A crise voltou a resultar em episódio de violência em agosto, quando grupos de moradores da cidade de Pacaraima atacaram um acampamento de refugiados usando armas, paus e bombas caseiras. Mais de 1.200 refugiados que estavam na cidade  cruzaram de volta a fronteira por medo de serem vítimas da violência dos moradores.

Para a professora Bela Feldman-Bianco, faltou estrutura para lidar com a situação em Roraima e houve demora no atendimento e no processo de interiorização, que é a transferência dos migrantes para outros estados. "Se há crise, é por falta de estrutura que afeta tanto os que vem de fora quanto os brasileiros. No caso dos venezuelanos, por exemplo, há pesquisas realizadas pelo Observatório das Migrações Internacionais da UNB (OBMigra) mostrando que a maioria é formada por profissionais com diplomas universitários 'necessários' ao mercado de trabalho. Os migrantes não são causadores de crises. Eles não são 'invasores'", afirma a especialista.

Foto: Marcelo Camargo/AgÊncia Brasil
Imigrações 2018: processo de interiorização levou migrantes para outros estados do Brasil

Todo esse caos decorrente da presença dos imigrantes em Roraima levou o fechamento da fronteira com a Venezuela a ser discutido na Justiça. A primeira a apresentar pedido nesse sentido, em abril, foi a própria governadora Suely Campos, que argumentou no Supremo Tribunal Federal (STF) que "nada efetivo" foi feito pelo governo Temer quanto à crise. 

A relatora do caso, ministra Rosa Weber, buscou conciliar os governos estadual e federal, até que um juiz federal acatou os argumentos de Suely em outra ação e determinou o fechamento da fronteira do País com a Venezuela sob o argumento de que havia  "permissividade excessiva" por parte das autoridades brasileiras.

A medida foi revogada, mas os problemas persistiram. Tanto que, já neste mês, o  presidente Temer decretou intervenção federal no estado por conta do “grave comprometimento da ordem pública” decorrente da crise na segurança e no sistema penintenciário de Roraima. A intervenção foi anunciada após relatório da Agência Brasileira de Inteligência (Abin) indicar "risco de colapso" na segurança pública roraimense.

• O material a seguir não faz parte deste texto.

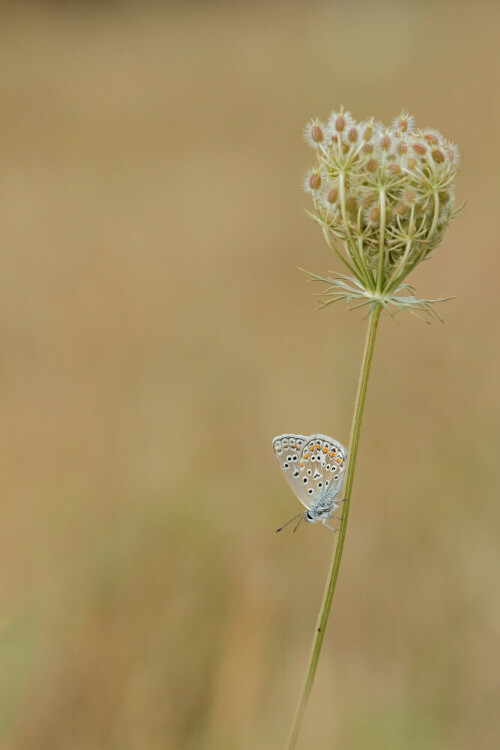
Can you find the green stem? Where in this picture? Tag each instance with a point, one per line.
(340, 537)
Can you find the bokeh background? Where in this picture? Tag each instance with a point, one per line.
(156, 334)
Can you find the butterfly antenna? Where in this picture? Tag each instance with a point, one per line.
(290, 521)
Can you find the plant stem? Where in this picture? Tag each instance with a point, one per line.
(340, 537)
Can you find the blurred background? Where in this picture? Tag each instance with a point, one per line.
(157, 333)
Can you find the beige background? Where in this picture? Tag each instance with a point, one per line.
(156, 334)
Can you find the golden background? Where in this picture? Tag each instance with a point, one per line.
(156, 334)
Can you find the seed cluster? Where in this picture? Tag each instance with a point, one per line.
(385, 192)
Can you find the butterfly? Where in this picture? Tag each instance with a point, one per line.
(314, 468)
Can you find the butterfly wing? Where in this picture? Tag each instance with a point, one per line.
(288, 450)
(313, 465)
(322, 462)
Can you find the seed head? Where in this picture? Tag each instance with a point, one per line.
(385, 193)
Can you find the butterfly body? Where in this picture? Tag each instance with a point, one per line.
(314, 467)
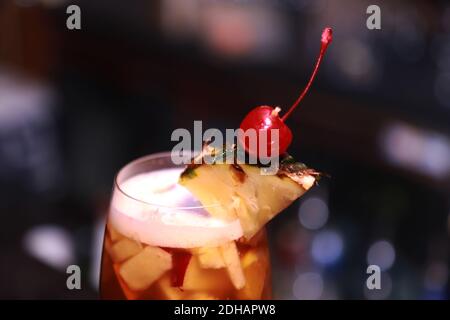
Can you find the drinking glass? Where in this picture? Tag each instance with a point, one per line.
(176, 251)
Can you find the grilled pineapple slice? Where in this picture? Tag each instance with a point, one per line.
(239, 191)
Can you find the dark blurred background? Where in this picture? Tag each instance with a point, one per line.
(76, 105)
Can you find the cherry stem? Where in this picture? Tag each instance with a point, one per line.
(327, 37)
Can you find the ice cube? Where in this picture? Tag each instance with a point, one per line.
(197, 278)
(143, 269)
(230, 255)
(209, 257)
(124, 249)
(166, 290)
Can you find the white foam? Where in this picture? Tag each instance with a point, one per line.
(153, 208)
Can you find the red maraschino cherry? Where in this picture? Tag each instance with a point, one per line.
(266, 118)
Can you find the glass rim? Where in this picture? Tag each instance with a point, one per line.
(149, 157)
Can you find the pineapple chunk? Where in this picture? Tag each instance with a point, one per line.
(166, 290)
(255, 266)
(201, 296)
(143, 269)
(124, 249)
(242, 192)
(230, 255)
(209, 257)
(197, 278)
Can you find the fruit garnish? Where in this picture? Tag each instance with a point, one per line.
(264, 119)
(180, 261)
(239, 191)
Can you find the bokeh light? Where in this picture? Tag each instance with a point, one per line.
(327, 247)
(51, 245)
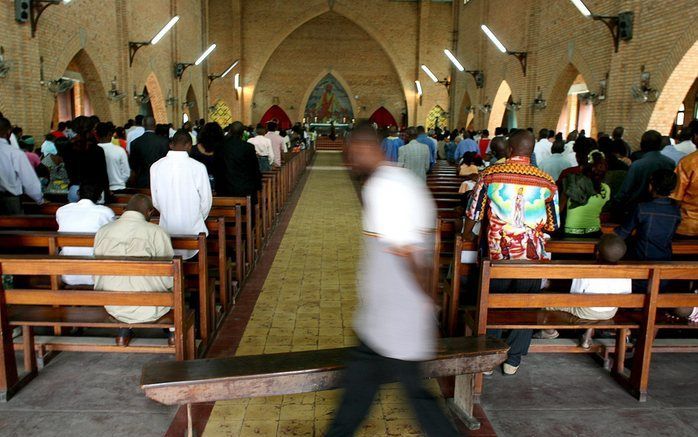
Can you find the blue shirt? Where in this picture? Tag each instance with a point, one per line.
(656, 222)
(390, 147)
(467, 145)
(424, 139)
(672, 152)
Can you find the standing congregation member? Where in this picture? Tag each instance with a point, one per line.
(17, 176)
(519, 202)
(84, 216)
(395, 322)
(118, 169)
(392, 144)
(133, 236)
(277, 142)
(415, 156)
(181, 191)
(263, 149)
(144, 152)
(238, 173)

A nova linha de atuação do poder público para reduzir "riscos", no entanto, não significa necessariamente a busca por soluções definitivas para a crise humanitária no estado. O próprio interventor federal, governador eleito Antonio Denarium (PSL), chegou a dizer em entrevista que pretende limitar a entrada de venezuelanos. Ele foi desautorizado horas mais tarde por Temer, que defendeu a manutenção de "política de apoio" aos imigrantes.

Imigrações em caravanas desafiaram Trump, nos Estados Unidos

Foto: Reprodução/ The Washington Post
Imigrações em foco: Pais e crianças vivem em péssimas condições na fronteira entre EUA e México

A miséria e a violência que levaram milhares de venezuelanos a deixarem suas casas rumo ao Brasil também fizeram com que famílias inteiras de países da América Central encarassem uma jornada ainda mais longa em busca do 'sonho americano'.

No segundo semestre do ano, milhares de migrantes de países como El Salvador, Guatemala e, principalmente, Honduras se organizaram em caravanas e pegaram a estrada em direção ao norte no intuito de acessarem o território dos Estados Unidos.

A pé, homens, mulheres, crianças, idosos e gestantes percorreram centenas de quilômetros sob sol e chuva até chegarem à fronteira com o México . Mas o presidente americano, Donald Trump, não gostou da notícia dos visitantes que se aproximavam.

Pelo Twitter, seu canal favorito de comunicação, Trump disse que as caravanas integravam "bandidos maus" e "membros de organizações criminosas", e pressionou as autoridades mexicanas a impedirem a passagem dos migrantes.

E assim foi em outubro, quando cerca de 4 mil pessoas ficaram presas na ponte que separa a Guatemala do México devido à ação das forças de segurança do país. Houve confronto no local e, assustados, muitos passaram mal ou decidiram retornar.

"As caravanas têm brigões muito duros. Eles lutaram forte e com muita violência contra as autoridades do México. Os soldados mexicanos ficaram feridos e foram incapazes, ou não tiveram vontade, de impedir a caravana", reclamou Trump. "Não vamos deixá-los entrar nos Estados Unidos. Nossas fronteiras são sagradas. DEEM MEIA-VOLTA!", escreveu o presidente americano em sua rede social.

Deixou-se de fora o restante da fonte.